Criteria

MISSION

The media reviewing division of Catholic News Service aims to provide the public with a spiritual, moral and artistic evaluation of the products of visual mass media -- films, television programs and related media content -- based on the standards of faith and morals preserved and transmitted by the church’s teaching authority. Thus, the most basic principle used to calculate a film’s worth is the extent to which it affirms, challenges or rejects Judeo-Christian values.

CNS reviews and classifications are intended as a guide for parents -- to aid them in choosing what is most appropriate for their children -- and for adult viewers who wish to make informed decisions in accord with Catholic teaching.

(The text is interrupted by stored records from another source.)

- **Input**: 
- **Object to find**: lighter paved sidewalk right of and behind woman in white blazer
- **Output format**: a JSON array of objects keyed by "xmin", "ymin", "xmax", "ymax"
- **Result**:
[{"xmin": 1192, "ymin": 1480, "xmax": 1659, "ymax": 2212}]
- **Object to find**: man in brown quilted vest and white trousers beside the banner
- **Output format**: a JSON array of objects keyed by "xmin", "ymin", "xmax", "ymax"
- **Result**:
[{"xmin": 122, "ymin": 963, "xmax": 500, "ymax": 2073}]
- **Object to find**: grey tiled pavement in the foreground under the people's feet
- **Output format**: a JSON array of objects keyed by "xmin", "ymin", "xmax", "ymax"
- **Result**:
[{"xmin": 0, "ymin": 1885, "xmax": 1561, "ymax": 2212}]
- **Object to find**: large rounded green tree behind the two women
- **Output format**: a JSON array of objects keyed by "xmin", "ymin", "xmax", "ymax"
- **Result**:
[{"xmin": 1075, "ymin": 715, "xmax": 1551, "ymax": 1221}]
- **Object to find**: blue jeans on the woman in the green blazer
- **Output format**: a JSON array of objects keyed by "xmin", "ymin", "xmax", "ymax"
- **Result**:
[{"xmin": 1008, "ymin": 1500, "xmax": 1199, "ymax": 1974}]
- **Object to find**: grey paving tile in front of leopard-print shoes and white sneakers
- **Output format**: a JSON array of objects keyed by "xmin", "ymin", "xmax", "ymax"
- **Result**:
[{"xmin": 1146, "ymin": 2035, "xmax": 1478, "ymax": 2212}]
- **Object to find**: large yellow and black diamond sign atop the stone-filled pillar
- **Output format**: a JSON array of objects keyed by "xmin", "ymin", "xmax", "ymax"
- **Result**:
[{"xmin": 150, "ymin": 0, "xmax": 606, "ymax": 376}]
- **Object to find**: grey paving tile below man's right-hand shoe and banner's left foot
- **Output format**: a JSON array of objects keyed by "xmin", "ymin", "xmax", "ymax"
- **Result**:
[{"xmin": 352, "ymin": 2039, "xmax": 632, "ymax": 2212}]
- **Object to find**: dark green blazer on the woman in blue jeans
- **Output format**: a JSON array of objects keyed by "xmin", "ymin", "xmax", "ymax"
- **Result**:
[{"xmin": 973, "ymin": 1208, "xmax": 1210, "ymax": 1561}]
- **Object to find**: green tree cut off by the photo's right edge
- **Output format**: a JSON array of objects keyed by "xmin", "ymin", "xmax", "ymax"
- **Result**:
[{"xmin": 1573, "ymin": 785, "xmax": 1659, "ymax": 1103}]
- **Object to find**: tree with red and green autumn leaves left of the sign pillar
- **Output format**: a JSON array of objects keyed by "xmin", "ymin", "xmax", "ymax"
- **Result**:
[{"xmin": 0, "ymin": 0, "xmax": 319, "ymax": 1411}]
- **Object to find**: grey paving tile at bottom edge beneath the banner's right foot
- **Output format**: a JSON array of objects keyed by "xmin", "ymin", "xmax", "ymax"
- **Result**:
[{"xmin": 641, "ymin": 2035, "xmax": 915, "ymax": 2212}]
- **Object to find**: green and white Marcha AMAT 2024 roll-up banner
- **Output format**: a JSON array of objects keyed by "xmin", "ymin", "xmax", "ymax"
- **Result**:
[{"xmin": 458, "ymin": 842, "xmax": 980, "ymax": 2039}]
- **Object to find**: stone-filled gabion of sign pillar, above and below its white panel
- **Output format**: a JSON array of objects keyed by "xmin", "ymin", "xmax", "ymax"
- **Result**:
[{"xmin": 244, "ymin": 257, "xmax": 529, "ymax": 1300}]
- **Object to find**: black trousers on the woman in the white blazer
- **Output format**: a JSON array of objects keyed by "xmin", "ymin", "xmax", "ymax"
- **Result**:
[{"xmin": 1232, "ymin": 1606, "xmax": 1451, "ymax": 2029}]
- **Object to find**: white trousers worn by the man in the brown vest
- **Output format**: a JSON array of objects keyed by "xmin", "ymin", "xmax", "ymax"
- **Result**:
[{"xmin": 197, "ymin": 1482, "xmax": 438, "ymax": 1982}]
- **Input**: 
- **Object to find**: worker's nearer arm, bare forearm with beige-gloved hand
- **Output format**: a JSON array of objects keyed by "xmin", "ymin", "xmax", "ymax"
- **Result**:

NEGATIVE BEHAVIOR VS. LARGER CONTEXT

CNS reviewers endeavor to distinguish between the moral actions of a character or characters in a fictional narrative and the larger context in which these actions are presented by the work’s creators. Thus, Francis Ford Coppola did not, we can reasonably presume, set out to glorify crime in “The Godfather,” but instead to chronicle the sorry consequences of evil. Similarly, a documentary on abortion might be a patently unacceptable celebration of so-called “freedom of choice” or an accurate examination of the tragic effects of what is always an objectively grave sin and an all-too-widespread social corrosive. Precisely for this reason, the ultimately positive presentation of a fictional instance of euthanasia in 2004’s “Million Dollar Baby” – a film whose strictly artistic merits earned it that year’s Academy Award for Best Picture -- resulted in a classification of “O – morally offensive.”


HUMAN SEXUALITY

Like abortion and euthanasia, premarital sexual encounters, nonmarital cohabitation, adulterous relationships, homosexual activity, artificial birth control and masturbation have long since ceased to be taboo subjects in the mass media. Instead such practices are often presented sympathetically, or even taken for granted as something “everyone does.” CNS reviewers always flag such content and, to the extent that any film or program positively endorses such behavior as either normative or acceptable, to that degree will the review and classification reflect the work’s divergence from Catholic teaching.


DEPICTIONS OF THE CHURCH AND ITS CLERGY AND RELIGIOUS

While CNS reviewers are vigilant in detecting instances of blatant anti-Catholicism, it would be unrealistic to pretend that every incident or individual in the long history of the church has provided an edifying example. Thus, quality films that fairly portray the flaws inherent in the human aspects of the church receive judicious evaluation from CNS critics.


DEFINING OUR CLASSIFICATIONS

  • A-I – General Patronage

    Strictly speaking, this does not simply connote films that are “for” children, or films in which they would necessarily be interested. Rather, any film free from significant objectionable content might receive this classification. In the days of the Hollywood Production Code, when it was assumed that almost all mainstream films were acceptable for all audiences, many films with “adult” subject matter -- like 1956’s “Giant” -- received this classification. Nowadays, with even the cleanest adult films usually containing at least instance of foul language, such examples are rare.



  • A-II – Adults and Adolescents

    The original intent of this classification was an endorsement for older teens. However, some ambiguity remains in this category, and CNS critics generally indicate whether the film is most appropriate for “older teens” or anyone over the age of 13. Films with nudity, overt sexual activity, bloody violence, or the use of foul language are almost never allowed in the A-I or A-II categories.



  • A-III – Adults

    Adult sensibilities can, of course, run the gamut from a viewer with a wide tolerance for edgy subject matter to more sensitive moviegoers who find certain elements less palatable. CNS reviewers try to strike a balance between the two. Occasionally, a worthy film is clearly “adult” in subject matter, yet older teens might derive benefit from it, so a sentence may be added about the movie being “acceptable” or “possibly acceptable” for “older teens.”



  • L – Limited adult audience, films whose problematic content many adults would find troubling

    This highly restrictive classification explicitly indicates that the film will probably be unacceptable to the casual adult moviegoer. It is generally used for those quality films that have more challenging material than an A-III in terms of nudity, sex, violence, language or moral dilemmas, but are still worthy of consideration by mature viewers well-grounded in their faith and open to the portrayal of gritty subject matter. Less often, this classification is applied to films that -- whatever their aesthetic merit or lack thereof -- are too strong for an A-III but not sufficiently wayward to receive an “O.”



  • O – Morally offensive

    This classification is for films that feature excessive violence, gratuitous or exploitative sexuality or are laden, for no artistically valid reason, with non-stop vulgarity. Additionally, films that directly contradict church teaching on matters such as euthanasia (“The Sea Inside”), abortion (“The Cider House Rules”), suicide (“Thelma & Louise”), adultery (“Extract”), homosexual activity (“Taking Woodstock”) or vigilante killing and revenge (“The Brave One”) also get O’s, no matter how lauded some of them may be by the secular press.